Ellynor just stared at the old lady, too astonished to speak.
Serra Paulina made another sound that could have been a cough or maybe a chuckle. “Guess you’re not used to hearing anyone say such things about your precious Lestra, are you? Strange little deal she’s got set up there—all these people bowing and scraping to her, everyone calling her by some fancy name. It’s like she’s her own little queen on her own little throne, and she’s got everyone there believing it! Well, what happens when a queen realizes she’s not the only royalty in the country, hey? When the king tries to shut her down? Baryn’s a damn fool. He never should have let Coralinda run on like this for so long. He’ll be sorry when she starts her own revolution.”
Baryn. That was the king’s name, Ellynor thought. This mad old woman was saying the king should fear that the Lestra would start some kind of uprising.
It was something Ellynor could instantly believe.
But. “The Lestra cares only to celebrate the goddess,” Ellynor said in a soft voice, dropping her eyes, keeping her face demure. “She sent me here at your request. If you did not want my prayers—”
“You’re the one who made me well,” the old woman interrupted, and Ellynor’s eyes flew to her face. “I was so sick I was going to die. No one would say it, but I knew. And then you were here—you and that other girl—and I got well. You’re the one who saved me. I could feel the power in you that second night, just when you walked in the room.”
Ellynor felt a little shaky. This was treacherous ground. Heretic this old woman might be, but her daughter wasn’t, and Ellynor was here on convent business. “I have only the power that the Great Mother chooses to lend me,” she said, still softly, the words deliberately ambiguous.

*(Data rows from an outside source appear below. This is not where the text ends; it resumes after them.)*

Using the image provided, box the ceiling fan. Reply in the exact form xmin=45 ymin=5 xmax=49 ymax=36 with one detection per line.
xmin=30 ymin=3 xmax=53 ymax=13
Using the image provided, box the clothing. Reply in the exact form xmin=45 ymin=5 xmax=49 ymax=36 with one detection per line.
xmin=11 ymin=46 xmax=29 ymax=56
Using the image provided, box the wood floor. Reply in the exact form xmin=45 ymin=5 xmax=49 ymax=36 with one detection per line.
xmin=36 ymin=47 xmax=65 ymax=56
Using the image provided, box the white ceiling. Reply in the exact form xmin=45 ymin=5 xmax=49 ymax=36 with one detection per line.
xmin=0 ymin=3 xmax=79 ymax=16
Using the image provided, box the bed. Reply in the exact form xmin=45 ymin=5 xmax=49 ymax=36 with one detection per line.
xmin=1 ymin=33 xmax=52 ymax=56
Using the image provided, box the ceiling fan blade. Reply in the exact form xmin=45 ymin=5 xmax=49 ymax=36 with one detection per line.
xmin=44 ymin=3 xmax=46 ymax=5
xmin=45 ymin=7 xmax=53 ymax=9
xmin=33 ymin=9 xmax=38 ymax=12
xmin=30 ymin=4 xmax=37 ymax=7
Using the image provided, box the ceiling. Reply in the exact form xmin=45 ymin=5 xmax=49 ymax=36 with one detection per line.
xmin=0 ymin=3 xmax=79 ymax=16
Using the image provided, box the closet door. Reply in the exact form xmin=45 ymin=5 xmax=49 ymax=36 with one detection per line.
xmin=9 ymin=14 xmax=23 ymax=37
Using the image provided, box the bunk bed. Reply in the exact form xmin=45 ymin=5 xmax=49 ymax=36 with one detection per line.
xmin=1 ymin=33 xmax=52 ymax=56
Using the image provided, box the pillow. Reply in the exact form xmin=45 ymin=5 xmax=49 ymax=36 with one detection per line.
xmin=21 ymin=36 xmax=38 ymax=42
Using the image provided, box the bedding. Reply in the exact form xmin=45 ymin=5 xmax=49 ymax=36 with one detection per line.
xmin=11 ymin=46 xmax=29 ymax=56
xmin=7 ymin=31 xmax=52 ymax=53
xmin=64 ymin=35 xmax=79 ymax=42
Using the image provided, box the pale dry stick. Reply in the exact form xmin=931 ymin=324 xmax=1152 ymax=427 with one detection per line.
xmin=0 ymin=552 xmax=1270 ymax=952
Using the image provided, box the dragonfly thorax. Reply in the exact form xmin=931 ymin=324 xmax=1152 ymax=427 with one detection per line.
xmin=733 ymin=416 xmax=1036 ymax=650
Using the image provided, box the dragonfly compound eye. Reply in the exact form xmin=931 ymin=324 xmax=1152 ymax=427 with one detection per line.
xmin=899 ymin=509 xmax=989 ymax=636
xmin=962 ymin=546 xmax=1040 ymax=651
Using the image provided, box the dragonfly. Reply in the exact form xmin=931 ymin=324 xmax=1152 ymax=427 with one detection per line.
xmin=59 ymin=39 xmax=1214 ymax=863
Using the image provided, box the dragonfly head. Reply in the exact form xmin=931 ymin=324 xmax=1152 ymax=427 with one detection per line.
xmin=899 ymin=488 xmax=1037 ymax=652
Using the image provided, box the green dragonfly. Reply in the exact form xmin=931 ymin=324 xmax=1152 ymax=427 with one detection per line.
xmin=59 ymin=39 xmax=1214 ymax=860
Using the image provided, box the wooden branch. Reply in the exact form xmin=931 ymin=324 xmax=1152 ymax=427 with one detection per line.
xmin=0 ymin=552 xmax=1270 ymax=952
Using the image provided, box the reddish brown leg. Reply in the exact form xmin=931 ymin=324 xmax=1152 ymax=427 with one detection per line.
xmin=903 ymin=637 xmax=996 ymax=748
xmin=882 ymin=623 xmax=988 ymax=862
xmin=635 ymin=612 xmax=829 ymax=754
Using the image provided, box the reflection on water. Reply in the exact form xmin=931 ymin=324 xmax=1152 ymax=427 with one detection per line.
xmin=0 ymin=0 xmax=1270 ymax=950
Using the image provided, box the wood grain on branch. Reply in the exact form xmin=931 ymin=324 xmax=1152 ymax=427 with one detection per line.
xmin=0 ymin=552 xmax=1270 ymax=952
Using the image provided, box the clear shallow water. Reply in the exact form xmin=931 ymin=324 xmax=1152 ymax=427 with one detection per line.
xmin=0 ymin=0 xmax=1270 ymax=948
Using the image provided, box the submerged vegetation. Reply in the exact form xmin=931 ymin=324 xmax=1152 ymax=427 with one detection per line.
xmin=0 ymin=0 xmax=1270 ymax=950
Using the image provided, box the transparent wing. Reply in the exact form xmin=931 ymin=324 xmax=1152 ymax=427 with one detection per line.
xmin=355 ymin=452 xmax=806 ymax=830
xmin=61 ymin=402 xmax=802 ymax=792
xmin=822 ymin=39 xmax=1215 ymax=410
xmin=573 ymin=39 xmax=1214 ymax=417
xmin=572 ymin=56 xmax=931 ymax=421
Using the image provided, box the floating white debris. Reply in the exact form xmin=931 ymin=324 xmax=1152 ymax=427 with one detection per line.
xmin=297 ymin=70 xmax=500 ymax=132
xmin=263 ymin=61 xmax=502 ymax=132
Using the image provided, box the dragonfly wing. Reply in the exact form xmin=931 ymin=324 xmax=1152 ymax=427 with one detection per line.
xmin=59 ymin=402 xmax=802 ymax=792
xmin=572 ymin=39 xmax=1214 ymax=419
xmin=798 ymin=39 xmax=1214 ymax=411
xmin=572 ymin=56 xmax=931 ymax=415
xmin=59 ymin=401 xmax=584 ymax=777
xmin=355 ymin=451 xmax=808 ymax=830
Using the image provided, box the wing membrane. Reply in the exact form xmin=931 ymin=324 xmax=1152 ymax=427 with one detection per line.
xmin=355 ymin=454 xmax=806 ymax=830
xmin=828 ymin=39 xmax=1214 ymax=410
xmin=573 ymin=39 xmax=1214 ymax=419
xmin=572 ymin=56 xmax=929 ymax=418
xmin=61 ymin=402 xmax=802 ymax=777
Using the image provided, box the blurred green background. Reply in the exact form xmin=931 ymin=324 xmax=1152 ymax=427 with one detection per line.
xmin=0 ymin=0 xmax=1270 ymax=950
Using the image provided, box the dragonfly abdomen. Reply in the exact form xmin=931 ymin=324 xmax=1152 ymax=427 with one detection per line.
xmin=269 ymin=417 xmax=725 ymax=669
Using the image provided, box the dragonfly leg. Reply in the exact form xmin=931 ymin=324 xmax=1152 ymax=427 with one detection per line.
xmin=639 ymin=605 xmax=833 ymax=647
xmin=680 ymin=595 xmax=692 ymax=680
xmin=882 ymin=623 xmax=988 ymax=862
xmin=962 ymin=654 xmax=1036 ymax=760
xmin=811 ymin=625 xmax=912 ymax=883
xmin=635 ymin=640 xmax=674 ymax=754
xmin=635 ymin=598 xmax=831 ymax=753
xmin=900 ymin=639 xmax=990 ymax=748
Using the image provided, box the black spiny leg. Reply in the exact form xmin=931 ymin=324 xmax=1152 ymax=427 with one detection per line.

The serramarra snorted again. “Call it a gift from the Pale Mother if you like, but you’re a skilled healer, girl. And I’ve got a damn lot of pain in my leg, and I don’t like it. I want to be well. I want to be up and able to walk out of this room. And I don’t want to hurt. I’m tired of hurting. You have no idea how long it’s been since I’ve been free of pain.”
Ellynor’s sympathy was quickly roused at the slight break in the old woman’s voice, and she studied her patient for a moment. Paulina was watching her, the blue eyes intense, the thin mouth drawn tight. Ellynor thought that, for all her scornful words, the old woman actually was a little afraid—that Ellynor did not possess the power she thought, or would not use it.
“It would seem very odd,” she said carefully, “for your leg to be healed overnight. For you to get up tomorrow morning, whole. Your daughter and your physician—everyone—would think it was strange. And troubling.”
Paulina sat back against the headboard, still regarding Ellynor. Her eyes were even brighter. “If you healed me,” she said, “I’d stay in bed another two weeks. I’d pretend to be in pain. I would. I would make sure you’d been gone for days before I started to remark how much better my leg was.”
“People still might wonder.”
An unholy smile came to the old lady’s lips. “I’ll credit the doctor. He’s fool enough to believe he can work miracles! Think of the patients who’ll be begging him to come to their bedsides then.”
“Think of the people who might call him a mystic,” Ellynor said bluntly.
That made the old lady pause. Some of the excitement left her face. “That’s a word that’ll get you stoned to death in Neft,” she admitted. Her bright gaze fixed itself on Ellynor’s face. “Is that what you are? A mystic?”
Ellynor shook her head, genuinely surprised. “Oh, no. I don’t know anything about magic. I don’t have any power of my own. It’s just that the Great Mother chooses, now and then, to pour her strength through my body so I can help the sick and wounded.”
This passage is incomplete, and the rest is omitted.